Budget slashes compulsive gambling funds as it helps dog tracks
As Florida legislators prepare to pass bills to let greyhound tracks stop racing dogs and start installing slot-machines look alikes, they also slashed $1 million from compulsive gambling prevention in their budget.
The $68 billion budget includes $400,000 sought by the gambling industry to fund a study on the impact of bringing Las Vegas casino resorts to Florida.
“It is the wrong message to send when social services are being cut and people are suffering,’’ said Bill Bunkley, legislative affairs director for the Florida Baptist Convention. “Whether it’s intentional or not, there is a definite statement being made about the expansion of gambling.”
Supporters of the bill say the changes will strengthen Florida’s existing pari-mutuels, especially as greyhound racing is losing popularity as players seek out poker rooms and other gambling options. Under the legislation attached to a budget conforming bill, pari-mutuels in cities or counties that authorize coin-operated amusement machines can install the machines, which can be configured to look like slot machines. The tax rate on those machines would be 1 percent.
It is the annual gambling turf battle that emerges every year in the final days of the legislative session. But with two days to go, there are already clear winners and losers.
The loser: the Florida Council on Compulsive Gambling.
The non-profit organization trains workers at the six casinos in Miami-Dade and Broward to learn how to identify problem gamblers. The organization operates the compulsive gambling hotline, conducts public awareness and prevention programs on problem gambling and distributes contracts with treatment agencies.
Although the state requires the Miami-Dade and Broward racinos to each pay the state $250,000 a year to fund compulsive gambling prevention, the state is using only $264,000 of the total $1.5 million to pay for the program, said Pat Fowler, executive director of the agency. The remaining money has been skimmed off by lawmakers to use in the remaining parts of the budget.
“The writing is on the wall,’’ said Fowler. “At the same time they are expanding gambling, our funds are being cut substantially.”
The agency also received money from the Florida Lottery to pay for gambling prevention programs but, rather than use the $1.19 million set aside, the Legislature gives the program $800,000, she said.
By contrast, the winners in the gambling battle are Las Vegas developers such as Sands and Wynn resorts and Florida's dog tracks. The developers are prepared to invest heavily to bring casino resorts to the state.
Dog tracks would be allowed to do away with the requirement for live racing if they want to operate card rooms and, under the Senate version of the bill, would give the tracks a gradual reduction of tax breaks over five years as they phase out racing.

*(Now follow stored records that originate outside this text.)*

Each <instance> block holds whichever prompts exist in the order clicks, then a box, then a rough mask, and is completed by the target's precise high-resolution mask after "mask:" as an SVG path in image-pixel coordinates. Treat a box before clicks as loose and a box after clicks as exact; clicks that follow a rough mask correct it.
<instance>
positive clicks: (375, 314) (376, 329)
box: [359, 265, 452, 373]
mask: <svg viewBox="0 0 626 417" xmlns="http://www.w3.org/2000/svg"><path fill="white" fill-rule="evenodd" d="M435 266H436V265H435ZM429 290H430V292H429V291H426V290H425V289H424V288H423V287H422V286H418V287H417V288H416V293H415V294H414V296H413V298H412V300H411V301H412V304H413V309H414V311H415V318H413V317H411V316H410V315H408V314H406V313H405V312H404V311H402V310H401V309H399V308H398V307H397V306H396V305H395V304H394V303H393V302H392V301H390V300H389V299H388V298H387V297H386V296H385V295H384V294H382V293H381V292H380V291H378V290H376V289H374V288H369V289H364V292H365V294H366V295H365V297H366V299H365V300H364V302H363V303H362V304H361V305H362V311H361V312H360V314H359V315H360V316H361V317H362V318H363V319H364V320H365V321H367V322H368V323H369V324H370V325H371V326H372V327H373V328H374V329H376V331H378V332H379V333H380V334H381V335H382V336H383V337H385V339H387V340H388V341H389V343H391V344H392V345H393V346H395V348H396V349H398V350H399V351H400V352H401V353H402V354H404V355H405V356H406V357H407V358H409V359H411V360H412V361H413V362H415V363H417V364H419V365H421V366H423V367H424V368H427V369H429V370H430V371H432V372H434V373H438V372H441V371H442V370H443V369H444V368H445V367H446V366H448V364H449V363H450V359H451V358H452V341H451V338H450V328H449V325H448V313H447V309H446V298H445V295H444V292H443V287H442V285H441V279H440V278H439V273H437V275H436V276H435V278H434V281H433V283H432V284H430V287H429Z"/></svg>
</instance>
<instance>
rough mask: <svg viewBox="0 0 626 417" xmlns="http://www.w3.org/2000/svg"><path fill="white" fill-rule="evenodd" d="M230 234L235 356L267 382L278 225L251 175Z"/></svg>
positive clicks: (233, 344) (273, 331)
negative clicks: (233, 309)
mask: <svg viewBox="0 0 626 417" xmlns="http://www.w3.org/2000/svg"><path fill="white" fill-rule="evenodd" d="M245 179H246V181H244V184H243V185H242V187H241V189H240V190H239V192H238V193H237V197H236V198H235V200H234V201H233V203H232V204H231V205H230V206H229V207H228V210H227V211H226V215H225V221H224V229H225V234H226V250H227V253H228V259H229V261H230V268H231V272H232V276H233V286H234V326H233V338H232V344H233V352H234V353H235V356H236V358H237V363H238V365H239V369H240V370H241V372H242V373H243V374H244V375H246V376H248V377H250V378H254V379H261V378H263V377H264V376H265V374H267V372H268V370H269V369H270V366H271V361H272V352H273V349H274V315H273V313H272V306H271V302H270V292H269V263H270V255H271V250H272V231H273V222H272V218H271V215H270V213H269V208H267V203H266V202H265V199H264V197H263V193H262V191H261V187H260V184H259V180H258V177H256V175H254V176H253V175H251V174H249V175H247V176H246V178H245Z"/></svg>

In secret budget negotiations over the weekend, legislators agreed to include language that authorizes a $400,000 to study "revenues derived, the expenses incurred and the potential benefit for Florida from destination resorts and horse racing."
Destination resorts is another name for resort-style casinos that the Las Vegas casino operators want to bring to Florida. The concept was the content of a bill that was heard in the House and the Senate but which failed to pass. House sponsor, Rep. Erik Fresen, said he hopes the study will help pave the way for a bill next year.
"We hope a $400,000 study will result in the impetus I need to pass this that will result in tens of millions of dollars to the state in the future,'' said Fresen, R-Miami.
Senate budget chief J.D. Alexander, R-Lake Wales, agreed that the measure was also important to Senate leaders. "Some think it would have a very positive impact on the state and without a definitive study on it, we won't know,'' he said.
Sen. John Thrasher, R-St. Augustine, and a former lobbyist for the Jacksonville greyhound track disputes the claims by opponents that allowing dog tracks to install slot-like machines is an expansion of gambling.
“I’m not sure that is truly an expansion of gambling,’’ he said. “As long as it’s confined to their existing licenses, I don’t think it’s any different than the Lottery expanding a new game or providing a new game.”
He said he had no opinion on the elimination of the money from the compulsive gambling agency but opposes bringing casino resorts to Florida. “I don’t know why that money is there,’’ he said. “I’m not involved in the budget.”